Department of Behavioral Neuroscience.
Janos Szentagothai School of Neurosciences, Semmelweis University, 1085, Budapest, Hungary, and.
J Neurosci. 2018 Apr 25;38(17):4065-4075. doi: 10.1523/JNEUROSCI.3234-17.2018. Epub 2018 Feb 27.

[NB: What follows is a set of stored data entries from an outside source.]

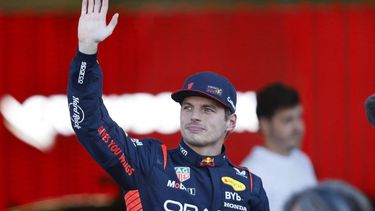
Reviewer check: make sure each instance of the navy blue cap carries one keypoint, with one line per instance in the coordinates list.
(211, 85)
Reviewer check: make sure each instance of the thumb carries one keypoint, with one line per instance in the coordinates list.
(112, 24)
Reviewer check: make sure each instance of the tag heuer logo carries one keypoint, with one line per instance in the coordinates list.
(183, 173)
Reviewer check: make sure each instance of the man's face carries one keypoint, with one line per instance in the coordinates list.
(285, 129)
(203, 121)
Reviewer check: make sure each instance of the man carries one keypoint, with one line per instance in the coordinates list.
(283, 167)
(197, 175)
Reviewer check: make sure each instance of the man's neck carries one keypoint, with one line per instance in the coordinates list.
(211, 150)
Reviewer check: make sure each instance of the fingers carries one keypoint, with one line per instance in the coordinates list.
(97, 6)
(90, 8)
(84, 7)
(111, 26)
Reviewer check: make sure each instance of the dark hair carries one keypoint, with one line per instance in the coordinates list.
(274, 97)
(330, 196)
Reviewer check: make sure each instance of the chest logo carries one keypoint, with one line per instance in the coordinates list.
(183, 173)
(236, 185)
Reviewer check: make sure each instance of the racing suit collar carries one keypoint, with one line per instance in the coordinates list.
(201, 160)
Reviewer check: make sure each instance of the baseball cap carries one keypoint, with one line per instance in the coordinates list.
(211, 85)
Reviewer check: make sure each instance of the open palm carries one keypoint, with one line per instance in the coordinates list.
(92, 27)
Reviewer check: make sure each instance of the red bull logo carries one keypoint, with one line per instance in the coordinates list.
(208, 161)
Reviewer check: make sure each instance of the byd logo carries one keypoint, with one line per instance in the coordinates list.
(38, 119)
(171, 205)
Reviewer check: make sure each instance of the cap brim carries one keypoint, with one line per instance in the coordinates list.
(180, 95)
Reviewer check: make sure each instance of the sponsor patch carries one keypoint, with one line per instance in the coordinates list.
(235, 206)
(180, 186)
(82, 71)
(183, 173)
(236, 185)
(136, 142)
(77, 112)
(214, 90)
(241, 173)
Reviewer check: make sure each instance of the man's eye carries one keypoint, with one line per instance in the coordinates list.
(208, 110)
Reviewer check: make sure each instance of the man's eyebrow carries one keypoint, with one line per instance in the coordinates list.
(209, 106)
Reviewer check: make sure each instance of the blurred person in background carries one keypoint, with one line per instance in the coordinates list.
(195, 176)
(329, 196)
(283, 167)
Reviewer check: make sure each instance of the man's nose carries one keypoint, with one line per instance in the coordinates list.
(195, 115)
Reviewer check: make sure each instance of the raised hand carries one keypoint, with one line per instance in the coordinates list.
(92, 27)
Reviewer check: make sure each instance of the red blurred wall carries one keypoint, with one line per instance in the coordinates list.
(326, 52)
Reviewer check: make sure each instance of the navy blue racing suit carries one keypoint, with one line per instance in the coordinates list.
(152, 177)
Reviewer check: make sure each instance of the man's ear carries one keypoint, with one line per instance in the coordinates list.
(232, 122)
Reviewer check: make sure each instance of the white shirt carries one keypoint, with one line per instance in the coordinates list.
(282, 176)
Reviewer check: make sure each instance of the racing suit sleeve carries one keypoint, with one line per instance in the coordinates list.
(259, 200)
(127, 160)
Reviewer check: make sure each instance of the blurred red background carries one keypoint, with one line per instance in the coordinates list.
(326, 52)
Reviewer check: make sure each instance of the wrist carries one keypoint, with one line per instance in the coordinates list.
(88, 48)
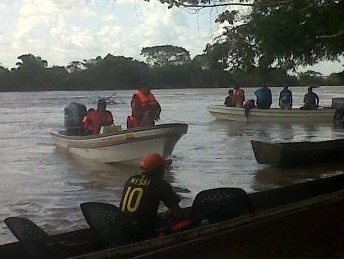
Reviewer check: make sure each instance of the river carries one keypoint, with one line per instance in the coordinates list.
(47, 186)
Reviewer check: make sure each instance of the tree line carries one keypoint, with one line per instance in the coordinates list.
(165, 67)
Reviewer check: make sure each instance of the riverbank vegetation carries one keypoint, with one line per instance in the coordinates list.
(268, 42)
(119, 73)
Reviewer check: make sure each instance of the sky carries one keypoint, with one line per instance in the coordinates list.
(62, 31)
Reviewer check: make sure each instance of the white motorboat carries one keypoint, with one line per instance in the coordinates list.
(321, 115)
(124, 145)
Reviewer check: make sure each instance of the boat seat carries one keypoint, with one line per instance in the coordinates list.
(40, 244)
(220, 204)
(107, 221)
(34, 239)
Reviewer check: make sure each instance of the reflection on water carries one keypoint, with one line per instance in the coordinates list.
(47, 186)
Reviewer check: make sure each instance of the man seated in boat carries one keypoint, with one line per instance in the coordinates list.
(264, 97)
(144, 107)
(142, 195)
(311, 100)
(286, 98)
(229, 99)
(98, 118)
(238, 97)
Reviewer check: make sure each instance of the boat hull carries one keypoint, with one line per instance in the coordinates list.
(222, 112)
(301, 220)
(124, 146)
(298, 153)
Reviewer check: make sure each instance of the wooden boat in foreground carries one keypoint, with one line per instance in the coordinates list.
(302, 220)
(125, 145)
(321, 115)
(298, 153)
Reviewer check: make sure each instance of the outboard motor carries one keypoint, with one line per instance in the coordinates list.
(74, 113)
(338, 104)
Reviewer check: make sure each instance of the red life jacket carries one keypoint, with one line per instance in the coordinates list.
(146, 103)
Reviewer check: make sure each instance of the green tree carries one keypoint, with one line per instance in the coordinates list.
(160, 56)
(280, 33)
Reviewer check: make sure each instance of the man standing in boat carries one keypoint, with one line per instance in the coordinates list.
(286, 98)
(311, 100)
(142, 195)
(238, 97)
(144, 107)
(264, 97)
(96, 119)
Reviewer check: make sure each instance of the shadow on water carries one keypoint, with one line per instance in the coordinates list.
(274, 177)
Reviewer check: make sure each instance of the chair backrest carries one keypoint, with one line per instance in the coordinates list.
(220, 204)
(106, 219)
(32, 237)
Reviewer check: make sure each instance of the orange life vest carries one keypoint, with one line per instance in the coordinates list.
(147, 103)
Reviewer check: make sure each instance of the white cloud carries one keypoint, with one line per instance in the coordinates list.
(109, 18)
(61, 31)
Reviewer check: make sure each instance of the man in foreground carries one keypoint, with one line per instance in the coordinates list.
(142, 195)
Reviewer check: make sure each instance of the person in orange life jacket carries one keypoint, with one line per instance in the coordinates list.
(89, 129)
(96, 119)
(142, 195)
(144, 107)
(238, 97)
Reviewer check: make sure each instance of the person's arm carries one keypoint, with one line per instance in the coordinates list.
(109, 118)
(270, 97)
(171, 201)
(158, 111)
(87, 122)
(136, 107)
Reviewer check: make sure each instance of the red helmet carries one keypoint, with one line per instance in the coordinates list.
(154, 161)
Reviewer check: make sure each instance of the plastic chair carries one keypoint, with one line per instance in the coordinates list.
(35, 240)
(220, 204)
(106, 220)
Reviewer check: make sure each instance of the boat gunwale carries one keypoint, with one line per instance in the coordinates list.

An important question in behavioral neurobiology is how particular neuron populations and pathways mediate the overall roles of brain structures. Here we investigated this issue by studying the medial prefrontal cortex (mPFC), an established locus of inhibitory control of aggression. We established in male rats that dominantly distinct mPFC neuron populations project to and produce dense fiber networks with glutamate release sites in the mediobasal hypothalamus (MBH) and lateral hypothalamus (LH; i.e., two executory centers of species-specific and violent bites, respectively). Optogenetic stimulation of mPFC terminals in MBH distinctively increased bite counts in resident/intruder conflicts, whereas the stimulation of similar terminals in LH specifically resulted in violent bites. No other behaviors were affected by stimulations. These findings show that the mPFC controls aggressiveness by behaviorally dedicated neuron populations and pathways, the roles of which may be opposite to those observed in experiments where the role of the whole mPFC (or of its major parts) has been investigated. Overall, our findings suggest that the mPFC organizes into working units that fulfill specific aspects of its wide-ranging roles. Aggression control is associated with many cognitive and emotional aspects processed by the prefrontal cortex (PFC). However, how the prefrontal cortex influences quantitative and qualitative aspects of aggressive behavior remains unclear. We demonstrated that dominantly distinct PFC neuron populations project to the mediobasal hypothalamus (MBH) and the lateral hypothalamus (LH; i.e., two executory centers of species-specific and violent bites, respectively). Stimulation of mPFC fibers in MBH distinctively increased bite counts during fighting, whereas stimulation of similar terminals in LH specifically resulted in violent bites. Overall, our results suggest a direct prefrontal control over the hypothalamus, which is involved in the modulation of quantitative and qualitative aspects of aggressive behavior through distinct prefrontohypothalamic projections.
行为神经生物学中的一个重要问题是,特定的神经元群体和通路如何介导大脑结构的整体作用。在这里,我们通过研究内侧前额叶皮层(mPFC)来研究这个问题,mPFC 是抑制攻击性的一个既定部位。我们在雄性大鼠中确定,支配性不同的 mPFC 神经元群体投射到并产生密集的纤维网络,其中包含谷氨酸释放位点,位于中脑基底部下丘脑(MBH)和外侧下丘脑(LH);即,分别是物种特异性和暴力咬伤的两个执行中心。光遗传学刺激 MBH 中的 mPFC 末梢会显著增加居住者/入侵者冲突中的咬伤次数,而刺激 LH 中类似的末梢则会导致暴力咬伤。刺激不会影响其他行为。这些发现表明,mPFC 通过行为特化的神经元群体和通路控制攻击性,其作用可能与整个 mPFC(或其主要部分)的作用相反。总体而言,我们的发现表明,mPFC 组织成执行特定功能的工作单元,这些功能可能与前额叶皮层(PFC)处理的许多认知和情感方面有关。然而,前额叶皮层如何影响攻击性行为的定量和定性方面仍不清楚。我们证明,支配性不同的 PFC 神经元群体投射到中脑基底部下丘脑(MBH)和外侧下丘脑(LH);即,分别是物种特异性和暴力咬伤的两个执行中心。刺激 MBH 中的 mPFC 纤维会显著增加战斗中的咬伤次数,而刺激 LH 中的类似末梢则会导致暴力咬伤。总体而言,我们的结果表明,前额叶皮层对下丘脑有直接的控制作用,通过不同的prefrontohypothalamic 投射,涉及到攻击性行为的定量和定性方面的调节。